Terminologies Fundamentals
We've attempted to explain some of the terms in plain English. For a more formal definition, go to wiki.
Reliability
- The probability of a system failing in a given period is known as reliability.
- A distributed system is considered reliable if it continues to provide services despite the failure of one or more of its software or hardware components.
Replication
- Replication is the process of copying data across numerous devices on a regular basis.
- Multiple copies of the data exist among devices after replication. This could be useful if one or more of the machines dies due to a malfunction.
Consistency
- Assuming you have a storage system with multiple machines, consistency means the data is consistent throughout the cluster, so you can read or write to/from any node and get the same results.
- Eventual consistency : Consistency in the long run Exactly as the name implies. If numerous machines in a cluster store the same data, an eventual consistent model implies that all machines will eventually have the same data.
- It's possible that those machines have various copies of the same data at any given time (temporarily inconsistent), but they'll eventually all have the same data.
Availability
- It's a basic metric that shows how long a system, service, or machine has been operational under typical conditions.
- Availability in the context of a database cluster refers to the ability to always respond to queries (read or write) regardless of node failure.
- The Difference Between Reliability and Availability A system is available if it is reliable.
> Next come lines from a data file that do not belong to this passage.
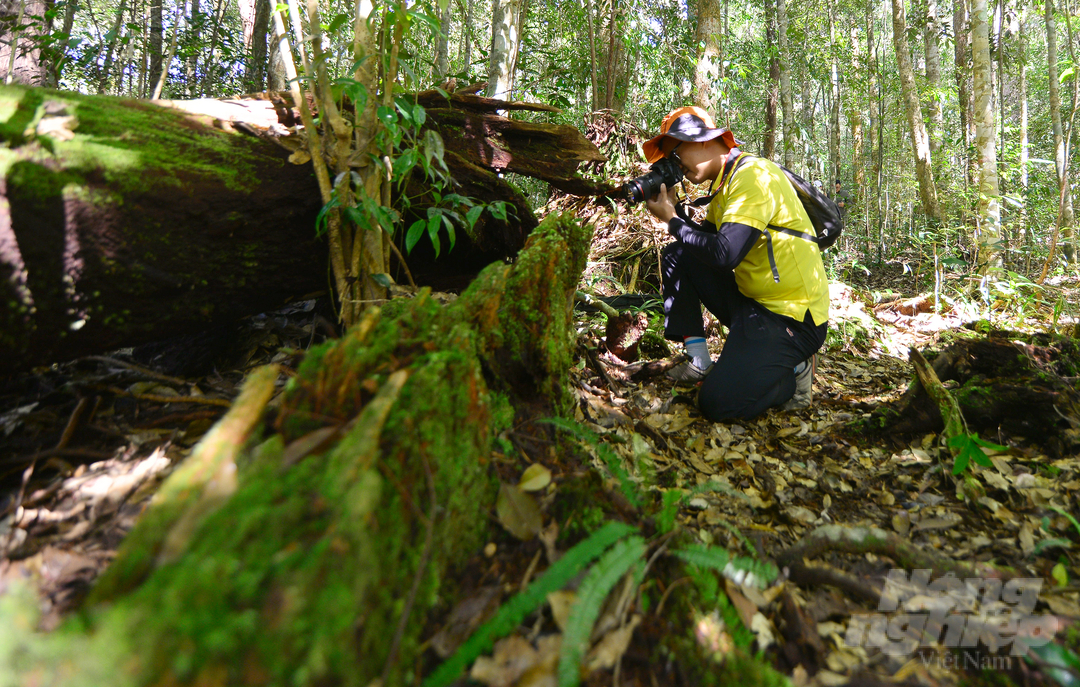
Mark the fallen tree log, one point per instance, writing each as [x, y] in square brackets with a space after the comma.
[124, 223]
[1024, 389]
[313, 555]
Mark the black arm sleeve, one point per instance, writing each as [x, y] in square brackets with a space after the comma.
[725, 247]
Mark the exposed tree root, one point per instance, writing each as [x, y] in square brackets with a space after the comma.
[862, 540]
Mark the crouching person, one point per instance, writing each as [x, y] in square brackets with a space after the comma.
[753, 263]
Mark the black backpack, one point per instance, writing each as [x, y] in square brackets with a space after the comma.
[822, 210]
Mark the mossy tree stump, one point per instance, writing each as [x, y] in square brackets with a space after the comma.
[123, 223]
[323, 561]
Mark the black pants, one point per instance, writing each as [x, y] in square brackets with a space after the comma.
[756, 369]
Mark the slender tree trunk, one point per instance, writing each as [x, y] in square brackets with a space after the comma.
[177, 21]
[962, 70]
[156, 41]
[769, 147]
[191, 67]
[989, 213]
[211, 70]
[834, 138]
[467, 40]
[257, 59]
[935, 126]
[613, 56]
[443, 49]
[806, 136]
[1000, 76]
[103, 80]
[706, 69]
[1055, 118]
[873, 105]
[592, 54]
[855, 121]
[785, 83]
[500, 77]
[920, 143]
[1024, 229]
[935, 122]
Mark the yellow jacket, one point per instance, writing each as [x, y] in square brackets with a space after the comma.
[783, 272]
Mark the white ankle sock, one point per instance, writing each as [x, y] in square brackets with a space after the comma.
[698, 350]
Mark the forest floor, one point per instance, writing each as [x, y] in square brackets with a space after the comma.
[86, 443]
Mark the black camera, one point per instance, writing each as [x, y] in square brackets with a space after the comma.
[663, 171]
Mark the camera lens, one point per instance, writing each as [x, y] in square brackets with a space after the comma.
[664, 171]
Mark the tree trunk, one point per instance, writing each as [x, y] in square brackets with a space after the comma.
[500, 76]
[1023, 227]
[257, 59]
[785, 84]
[707, 40]
[262, 562]
[176, 225]
[931, 32]
[191, 66]
[591, 13]
[935, 126]
[443, 48]
[834, 91]
[989, 213]
[855, 122]
[920, 144]
[769, 147]
[1055, 117]
[467, 41]
[962, 71]
[156, 42]
[21, 54]
[103, 80]
[213, 226]
[806, 136]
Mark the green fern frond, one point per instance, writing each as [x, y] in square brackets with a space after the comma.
[743, 570]
[511, 614]
[610, 458]
[595, 588]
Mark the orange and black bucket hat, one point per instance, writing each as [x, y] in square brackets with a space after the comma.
[690, 124]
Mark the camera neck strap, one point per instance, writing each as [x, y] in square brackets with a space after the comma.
[730, 164]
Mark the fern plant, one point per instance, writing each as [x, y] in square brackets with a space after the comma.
[611, 459]
[511, 614]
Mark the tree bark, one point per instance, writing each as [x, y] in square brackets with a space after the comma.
[190, 225]
[920, 143]
[785, 84]
[314, 553]
[174, 226]
[962, 69]
[834, 91]
[467, 40]
[855, 122]
[21, 55]
[257, 62]
[769, 147]
[156, 42]
[442, 66]
[707, 68]
[989, 210]
[1065, 209]
[504, 44]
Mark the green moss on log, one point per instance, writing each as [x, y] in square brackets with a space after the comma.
[116, 140]
[304, 576]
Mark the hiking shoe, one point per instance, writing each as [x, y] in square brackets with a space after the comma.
[804, 386]
[688, 373]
However, just because something is available does not mean it is trustworthy.
Partition Tolerance
In the context of a database cluster, Even if there is a "partition" (communications break) between two nodes in a database cluster, the cluster continues to function (both nodes are up, but can't communicate).
Scaling
Scalability refers to a system's, process's, or network's ability to grow and manage rising demand. Horizontal and vertical scaling are the two types of scaling. To put it another way, scaling horizontally means adding more servers. To scale vertically, the server's resources must be increased ( RAM, CPU, storage, etc. ).
Sharding
Sharding is a data distribution strategy that uses many machines to distribute data. Data does not fit on a single machine in most large systems. In these circumstances, sharding refers to the division of a huge database into smaller, quicker, and more manageable data shards.